Data Protection policy

How and why we collect personal data from you, and how we keep it safe

A New Direction is committed to the accurate, secure and lawful processing of personal data, complying with all relevant UK laws regarding personal data and protecting the rights and freedoms of individuals whose data we process.

You can view A New Direction's full Data Protection Policy using this link.

This policy outlines our data protection processes to ensure everyone who works for or with A New Direction understands their responsibilities, follows secure and compliant procedures, and receives appropriate information, guidance and training.

On this page, we will summarise the key points about how we keep your data safe.

It is important to us that you feel safe and informed about how we use your personal data. If you need to contact us about anything to do with data protection at A New Direction, please email dataprotection@anewdirection.org.uk.

Personal Data

Personal data is information that can be used to identify you, for example your name, address or phone number.

Some of your personal data is categorised as ‘special’. This means it is more sensitive and needs greater protection. This could include information about your national insurance number, ethnicity, sexuality or religion. Personal data about children (anyone under 18 years old) also needs particular protection.

The data that we collect from you depends on the type of activity you are involved with.

You can find out more about the personal data we collect from you and how it is processed and stored: Privacy Policy

Your Data Rights

Everyone has data protection rights under UK law. These are:

  • Right to be Informed about how their data is being used.
  • Right of Access to their personal data.
  • Right to Rectification: to correct inaccurate data.
  • Right to Erasure: to have their data deleted.
  • Right to Restrict Processing: to limit how their data is used.
  • Right to Data Portability: to move their data to another service.
  • Right to Object to data processing.
  • Rights in Relation to Automated Decision Making and Profiling: to not be subject to decisions based solely on automated processing.

Our Responsibility

A New Direction is responsible for ensuring that your information is:

  • secure
  • accurate and up-to-date
  • only kept for legitimate reasons
  • only kept for as long as is necessary
  • used for legitimate purposes,
  • not passed on to third parties without your consent,
  • and that everyone managing and handling your data understands that they are responsible for adhering to good data protection practice.

We also have a Data Protection Officer (DPO), an independent expert who reports to our highest management level. They are responsible for ensuring that A New Direction complies with UK GDPR, including Subject Access Requests (see below), and they ensure that all your information is accurate and up to date.

How We Keep Your Personal Data Safe

At A New Direction, we take the security of your personal data very seriously. Here’s how we ensure your information is protected:

  • Strict Access Controls: Only authorised members of our team can access personal data, and they must follow strict guidelines to keep it secure. Any third party given access must sign a Confidentiality or Information Sharing Agreement.
  • Comprehensive Training: New staff members receive thorough guidance on our data protection policies during their induction, ensuring they understand how to handle personal data responsible. We have whole team data protection and cyber security refreshers at least annually.
  • Robust Security Measures: We implement technical and organisational measures to guard against unauthorised access, loss, or damage to personal data.
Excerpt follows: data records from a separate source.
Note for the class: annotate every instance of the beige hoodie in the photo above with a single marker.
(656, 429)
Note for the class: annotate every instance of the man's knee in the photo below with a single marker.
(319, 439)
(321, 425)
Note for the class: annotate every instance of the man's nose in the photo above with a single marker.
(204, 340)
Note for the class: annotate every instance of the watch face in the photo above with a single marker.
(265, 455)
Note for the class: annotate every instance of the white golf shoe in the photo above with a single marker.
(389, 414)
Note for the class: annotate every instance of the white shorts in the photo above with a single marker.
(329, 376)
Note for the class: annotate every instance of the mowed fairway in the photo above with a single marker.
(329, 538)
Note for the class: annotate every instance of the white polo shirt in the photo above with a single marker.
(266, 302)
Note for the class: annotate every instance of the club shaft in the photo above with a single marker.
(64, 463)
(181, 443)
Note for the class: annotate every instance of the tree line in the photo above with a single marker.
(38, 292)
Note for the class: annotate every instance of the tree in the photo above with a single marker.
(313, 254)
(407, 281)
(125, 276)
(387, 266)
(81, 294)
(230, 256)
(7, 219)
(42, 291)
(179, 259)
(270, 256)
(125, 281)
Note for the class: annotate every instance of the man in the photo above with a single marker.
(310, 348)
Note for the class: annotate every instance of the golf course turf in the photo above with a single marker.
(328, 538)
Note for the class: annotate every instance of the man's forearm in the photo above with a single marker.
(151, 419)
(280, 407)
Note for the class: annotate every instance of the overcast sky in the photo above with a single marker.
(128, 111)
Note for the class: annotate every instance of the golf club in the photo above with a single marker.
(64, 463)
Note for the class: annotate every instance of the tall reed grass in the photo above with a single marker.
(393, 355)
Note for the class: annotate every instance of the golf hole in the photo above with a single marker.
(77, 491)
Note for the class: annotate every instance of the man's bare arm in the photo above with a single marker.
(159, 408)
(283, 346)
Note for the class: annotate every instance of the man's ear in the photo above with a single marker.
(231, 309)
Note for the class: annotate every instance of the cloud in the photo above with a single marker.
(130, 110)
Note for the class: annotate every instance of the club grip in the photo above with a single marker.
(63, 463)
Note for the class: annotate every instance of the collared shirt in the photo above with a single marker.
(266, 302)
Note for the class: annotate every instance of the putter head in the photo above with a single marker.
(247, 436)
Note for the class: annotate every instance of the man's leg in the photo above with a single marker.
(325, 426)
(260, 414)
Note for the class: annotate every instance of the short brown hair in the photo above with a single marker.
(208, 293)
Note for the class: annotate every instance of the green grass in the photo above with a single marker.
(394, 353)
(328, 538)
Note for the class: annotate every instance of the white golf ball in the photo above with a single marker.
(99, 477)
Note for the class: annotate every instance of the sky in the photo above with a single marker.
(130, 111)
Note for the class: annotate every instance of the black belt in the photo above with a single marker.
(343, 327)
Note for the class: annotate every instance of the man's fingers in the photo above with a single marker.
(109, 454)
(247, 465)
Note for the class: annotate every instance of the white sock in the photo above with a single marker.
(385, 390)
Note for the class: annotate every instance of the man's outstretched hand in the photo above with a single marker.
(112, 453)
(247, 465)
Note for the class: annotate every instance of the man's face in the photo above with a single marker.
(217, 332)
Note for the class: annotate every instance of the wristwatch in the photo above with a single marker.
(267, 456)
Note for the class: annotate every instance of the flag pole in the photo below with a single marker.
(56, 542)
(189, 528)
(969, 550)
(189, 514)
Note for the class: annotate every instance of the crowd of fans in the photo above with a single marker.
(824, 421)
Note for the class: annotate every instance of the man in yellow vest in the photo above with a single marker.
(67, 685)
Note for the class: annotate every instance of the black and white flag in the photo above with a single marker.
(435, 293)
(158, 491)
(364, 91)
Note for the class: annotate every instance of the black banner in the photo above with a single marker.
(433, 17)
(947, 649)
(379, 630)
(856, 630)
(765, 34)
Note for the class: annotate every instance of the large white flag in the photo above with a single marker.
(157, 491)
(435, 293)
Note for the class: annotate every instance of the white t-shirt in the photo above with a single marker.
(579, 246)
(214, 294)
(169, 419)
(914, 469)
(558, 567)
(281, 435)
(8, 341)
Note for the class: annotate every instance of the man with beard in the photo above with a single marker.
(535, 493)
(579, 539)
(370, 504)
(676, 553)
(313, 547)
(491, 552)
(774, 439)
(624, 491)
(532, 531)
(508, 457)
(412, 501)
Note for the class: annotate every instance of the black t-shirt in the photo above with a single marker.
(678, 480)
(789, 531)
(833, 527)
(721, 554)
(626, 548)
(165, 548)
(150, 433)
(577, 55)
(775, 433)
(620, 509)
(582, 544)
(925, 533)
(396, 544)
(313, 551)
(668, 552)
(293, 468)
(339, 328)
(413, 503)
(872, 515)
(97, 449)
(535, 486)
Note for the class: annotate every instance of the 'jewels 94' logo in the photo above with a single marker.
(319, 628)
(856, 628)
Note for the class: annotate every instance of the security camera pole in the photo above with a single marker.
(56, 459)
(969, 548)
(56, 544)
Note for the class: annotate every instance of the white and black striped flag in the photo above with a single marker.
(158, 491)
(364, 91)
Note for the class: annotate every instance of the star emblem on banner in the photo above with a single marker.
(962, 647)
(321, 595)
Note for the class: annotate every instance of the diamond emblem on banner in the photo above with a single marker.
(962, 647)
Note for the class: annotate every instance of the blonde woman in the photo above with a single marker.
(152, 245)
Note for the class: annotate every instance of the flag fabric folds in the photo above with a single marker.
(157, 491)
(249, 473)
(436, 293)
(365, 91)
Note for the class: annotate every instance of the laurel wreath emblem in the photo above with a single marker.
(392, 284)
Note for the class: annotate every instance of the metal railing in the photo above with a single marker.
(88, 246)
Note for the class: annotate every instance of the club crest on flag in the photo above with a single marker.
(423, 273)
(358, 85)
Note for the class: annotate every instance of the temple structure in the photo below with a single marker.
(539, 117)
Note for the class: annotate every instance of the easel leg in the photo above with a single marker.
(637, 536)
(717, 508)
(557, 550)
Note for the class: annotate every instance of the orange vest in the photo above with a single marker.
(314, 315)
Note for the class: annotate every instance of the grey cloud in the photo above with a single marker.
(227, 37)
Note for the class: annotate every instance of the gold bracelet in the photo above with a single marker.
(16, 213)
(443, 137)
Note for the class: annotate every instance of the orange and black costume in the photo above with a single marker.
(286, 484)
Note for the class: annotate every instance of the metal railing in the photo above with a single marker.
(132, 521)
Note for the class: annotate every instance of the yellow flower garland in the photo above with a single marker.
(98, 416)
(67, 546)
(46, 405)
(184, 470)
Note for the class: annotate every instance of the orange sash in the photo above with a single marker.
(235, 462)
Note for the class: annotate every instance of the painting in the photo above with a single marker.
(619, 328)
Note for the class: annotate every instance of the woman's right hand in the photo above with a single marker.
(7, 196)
These measures are regularly reviewed and updated to ensure they remain effective and up to date.
  • IT System Updates: All our IT systems and software are regularly updated to protect against known vulnerabilities, ensuring your data remains secure.

Accessing Your Personal Information

As your personal data is held by A New Direction, you are entitled to:

  • Ask what information we hold about you and why;
  • Ask how to gain access to it;
  • Be informed on how to keep it up to date; and
  • Be informed on how A New Direction is meeting its data protection obligations.

If you ask us for this information, this is called a subject access request, and we will follow the procedure outlined in our Subject Access Request Policy.

We will always verify the identity of anyone making a subject access request before handing over any information.

Disclosing data for other reasons

In certain circumstances, A New Direction is allowed to disclose data to law enforcement agencies without your consent, upon their request.

However, we will ensure the request is legitimate, seeking assistance from the board and from the company’s legal advisers where necessary.

Personal data breach

A personal data breach means a breach of security leading to the accidental or unlawful destruction, loss, alteration, unauthorised disclosure of, or access to, your data. If this happens, A New Direction staff report it to their manager and/or the Data Protection officer, who will then follow the procedure outlined in our Data Breach Policy.

Complaints

If you have a complaint about how your data is used you should be directed to the DPO following the complaints procedure, using a complaint form supplied by A New Direction.

You can also complain directly to the Information Commissioners Office. Details of how to make a complaint is provided within our Privacy Policy.